Yep! That applies to me right now. I only eat a small amount of healthy food, yet my waistline is expanding. Why do older people develop a protruding stomach?
The Austrian-based International Institute for Applied Systems Analysis used two separate studies on Britons and Germans aged between 50 and 90. Researchers tested participants’ cognitive and perceptual functioning in 2006 and again in 2012.
They found that cognitive test scores increased significantly within the six year period for men and women of all ages.
Yay for the oldies!
The German study also assessed participants’ physical health in a questionnaire looking at bodily pain, general health perceptions, energy and vitality.
Results, published in the journal PLOS One, found physical functioning and mental health declined over the six years across all ages, although men were more adversely affected than women. The steepest decline came from men with lower levels of education between the ages of 50 and 64. Source: Daily Mail .
My 77 yr-old husband is decrying his memory loss at the moment. His powers of recall used to be for superior to mine, but his is fading fast.

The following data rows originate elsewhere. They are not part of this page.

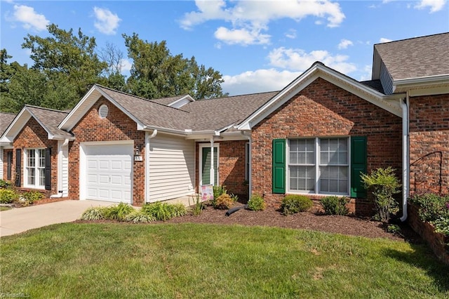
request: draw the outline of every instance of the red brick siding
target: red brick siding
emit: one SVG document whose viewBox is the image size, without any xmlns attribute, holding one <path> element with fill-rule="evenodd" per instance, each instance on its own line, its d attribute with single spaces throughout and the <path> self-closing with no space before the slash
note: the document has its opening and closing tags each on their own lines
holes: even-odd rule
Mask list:
<svg viewBox="0 0 449 299">
<path fill-rule="evenodd" d="M 219 144 L 219 184 L 226 186 L 228 193 L 237 194 L 241 199 L 248 194 L 248 185 L 245 180 L 245 144 L 248 140 L 220 141 Z M 195 181 L 199 182 L 199 144 L 196 142 Z M 204 143 L 210 145 L 210 142 Z M 198 186 L 196 187 L 198 191 Z"/>
<path fill-rule="evenodd" d="M 15 150 L 22 149 L 22 171 L 20 175 L 22 190 L 29 189 L 23 187 L 24 181 L 27 179 L 27 178 L 24 176 L 24 168 L 25 166 L 24 161 L 25 150 L 29 148 L 51 147 L 51 190 L 45 191 L 46 197 L 50 197 L 52 194 L 58 194 L 58 140 L 50 140 L 48 138 L 48 133 L 41 126 L 36 119 L 32 117 L 23 126 L 22 131 L 20 131 L 13 142 L 14 150 L 13 152 L 12 182 L 14 182 L 16 173 Z"/>
<path fill-rule="evenodd" d="M 107 117 L 102 119 L 98 108 L 102 104 L 109 107 Z M 140 147 L 143 161 L 133 162 L 133 204 L 142 206 L 145 201 L 145 132 L 138 131 L 134 121 L 104 98 L 95 102 L 72 130 L 75 141 L 69 146 L 69 197 L 79 199 L 79 144 L 91 141 L 134 140 Z"/>
<path fill-rule="evenodd" d="M 368 171 L 389 166 L 400 170 L 401 129 L 400 117 L 318 79 L 253 128 L 252 192 L 264 194 L 274 206 L 283 197 L 272 193 L 273 139 L 364 135 Z M 367 204 L 358 199 L 354 206 L 366 209 Z"/>
<path fill-rule="evenodd" d="M 410 193 L 449 194 L 449 95 L 410 100 Z"/>
</svg>

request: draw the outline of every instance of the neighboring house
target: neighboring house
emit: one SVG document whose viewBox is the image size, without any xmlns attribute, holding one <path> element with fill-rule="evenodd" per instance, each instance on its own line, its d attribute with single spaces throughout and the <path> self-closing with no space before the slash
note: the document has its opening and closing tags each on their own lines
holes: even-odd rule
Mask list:
<svg viewBox="0 0 449 299">
<path fill-rule="evenodd" d="M 315 62 L 281 91 L 206 100 L 150 100 L 95 85 L 66 115 L 25 107 L 0 145 L 15 156 L 58 149 L 51 193 L 74 199 L 140 206 L 213 184 L 272 206 L 286 193 L 347 196 L 364 213 L 371 206 L 360 173 L 392 166 L 406 204 L 410 192 L 449 192 L 448 48 L 447 33 L 377 44 L 369 81 Z M 24 142 L 32 132 L 39 144 Z"/>
<path fill-rule="evenodd" d="M 15 114 L 13 113 L 0 112 L 0 136 L 6 131 L 8 126 L 13 121 L 14 117 L 15 117 Z M 12 150 L 7 151 L 6 153 L 4 154 L 5 149 L 9 147 L 12 149 L 12 146 L 10 145 L 9 142 L 4 145 L 0 143 L 0 178 L 8 180 L 11 180 L 13 177 Z M 11 152 L 11 154 L 8 154 L 9 152 Z"/>
</svg>

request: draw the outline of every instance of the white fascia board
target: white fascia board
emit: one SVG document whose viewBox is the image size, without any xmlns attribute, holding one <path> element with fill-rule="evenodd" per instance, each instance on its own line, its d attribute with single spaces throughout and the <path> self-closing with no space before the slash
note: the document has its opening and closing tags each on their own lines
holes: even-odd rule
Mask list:
<svg viewBox="0 0 449 299">
<path fill-rule="evenodd" d="M 237 126 L 239 130 L 250 130 L 271 113 L 280 107 L 295 95 L 305 88 L 319 77 L 339 86 L 359 98 L 367 100 L 399 117 L 402 117 L 401 107 L 384 100 L 384 95 L 347 77 L 321 64 L 316 64 L 290 83 L 279 93 Z"/>
<path fill-rule="evenodd" d="M 424 86 L 431 88 L 432 86 L 443 84 L 449 84 L 449 74 L 417 78 L 401 79 L 393 81 L 393 93 L 398 90 L 403 91 Z"/>
<path fill-rule="evenodd" d="M 94 92 L 97 91 L 97 94 L 94 94 Z M 91 100 L 92 102 L 93 99 L 95 99 L 95 102 L 97 100 L 100 98 L 98 94 L 98 88 L 96 85 L 92 86 L 92 88 L 84 95 L 83 98 L 81 99 L 78 104 L 70 111 L 70 113 L 67 114 L 67 117 L 61 121 L 61 123 L 58 126 L 61 130 L 69 131 L 73 128 L 73 127 L 76 124 L 76 123 L 81 119 L 86 112 L 88 110 L 88 109 L 92 107 L 93 103 L 91 103 L 87 107 L 85 105 L 85 102 L 88 100 Z"/>
</svg>

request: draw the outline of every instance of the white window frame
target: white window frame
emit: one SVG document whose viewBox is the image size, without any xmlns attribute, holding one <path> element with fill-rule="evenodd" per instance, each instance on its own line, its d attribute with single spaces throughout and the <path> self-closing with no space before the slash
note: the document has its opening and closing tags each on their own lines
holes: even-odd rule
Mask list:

Perhaps giving my view on news daily is contributing to my grasp on current life. There has to be a bonus for writing a daily report when I'd 'druther' concentrate on my memoirs. Of course, for that, I need a good memory. But, if I don't capture events in my past now, they'll be lost forever.
Here's my earliest memory from 70 years ago:
In one very early episode, we lived beside stop four on the tram run from Adelaide to Glenelg at Forestville in South Australia. I stood on a slatted wooden seat in the back yard beside my parents saying, 'Ta I dump?' (Shall I jump?) I must have been about three. My mother told me the story several times over the years, which helped cement it in my mind. I felt proud and adventurous, knowing my jump might go wrong and I'd end up hurting myself. It's only looking back that I see what courage I showed. I didn't know that other people could do the same thing without pain. But I experienced a twinge in my hips each time. You see, I'd been born with malformed hips, a condition that the midwives didn't test back then.
What do you do to keep your mind active?